Abstract

Background Previous studies have demonstrated increased glenohumeral translations with simulated type II superior labral anterior posterior lesions, which may explain the sensation of instability in the overhead-throwing athlete. It is unknown whether this amount of increased translation alters glenohumeral kinematics. Purpose To determine whether type II superior labral anterior posterior lesions significantly alter glenohumeral kinematics as defined by path of glenohumeral articulation in a simulated cadaveric model of the throwing shoulder. Study Design Controlled laboratory study. Methods Six cadaveric shoulders were tested for glenohumeral rotational range of motion and translation using a custom shoulder testing system and the Microscribe 3DLX. The path of glenohumeral articulation was measured by calculating the humeral head center with respect to the glenoid articular surface at maximal internal rotation, 30°, 60°, 90°, and maximal external rotation. Data were recorded for vented intact shoulders, shoulders with arthroscopically created type II superior labral anterior posterior lesions, and shoulders with arthroscopically repaired superior labral anterior posterior lesions. Results A subtle but significant increase in external rotation (2.7°) was seen after creating a type II lesion. Small increases in glenohumeral translation were found in the anterior (0.9 mm) and inferior (0.9 mm) directions with application of a 15-N force in the superior labral anterior posterior group. Increases in glenohumeral rotation and translation were restored to the intact state after repair of the lesion.
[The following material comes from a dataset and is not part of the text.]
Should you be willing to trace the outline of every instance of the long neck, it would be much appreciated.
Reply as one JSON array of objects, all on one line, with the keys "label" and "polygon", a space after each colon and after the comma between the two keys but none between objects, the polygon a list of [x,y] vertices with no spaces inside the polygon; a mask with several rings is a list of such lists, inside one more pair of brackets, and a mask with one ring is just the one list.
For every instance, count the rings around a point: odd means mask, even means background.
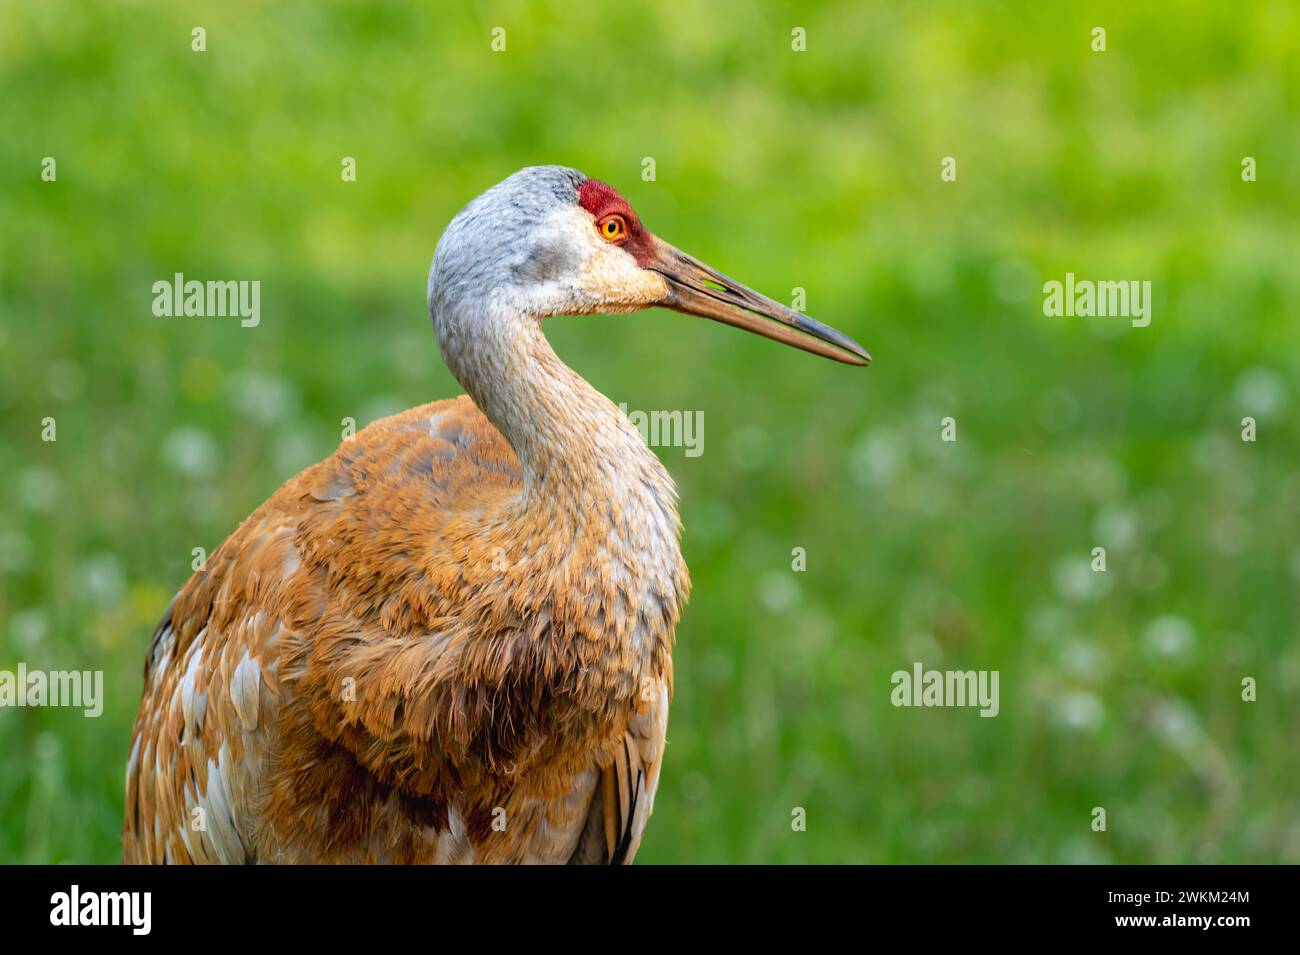
[{"label": "long neck", "polygon": [[[664,512],[671,479],[618,407],[560,361],[541,323],[480,315],[443,342],[452,373],[519,458],[524,502],[599,524],[610,505]],[[656,515],[659,516],[659,515]]]},{"label": "long neck", "polygon": [[626,696],[628,679],[668,666],[690,592],[672,479],[627,416],[560,361],[540,322],[487,309],[434,321],[448,367],[523,468],[523,493],[488,524],[507,522],[526,555],[513,555],[529,575],[524,596],[553,595],[547,613],[565,623],[555,632],[577,640],[547,646],[595,668],[598,700]]}]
No significant differences were found in the path of glenohumeral articulation for the superior labral anterior posterior condition compared with the intact shoulder. Conclusion The small amounts of increased external rotation and translation found with arthroscopically created type II superior labral anterior posterior lesions do not significantly affect glenohumeral kinematics in this passive motion model as quantified by the path of glenohumeral articulation. Clinical Relevance Findings suggest that in the absence of pain or mechanical symptoms, type II superior labral anterior posterior lesions that do not significantly involve the superior and middle glenohumeral ligaments may not need surgical repair.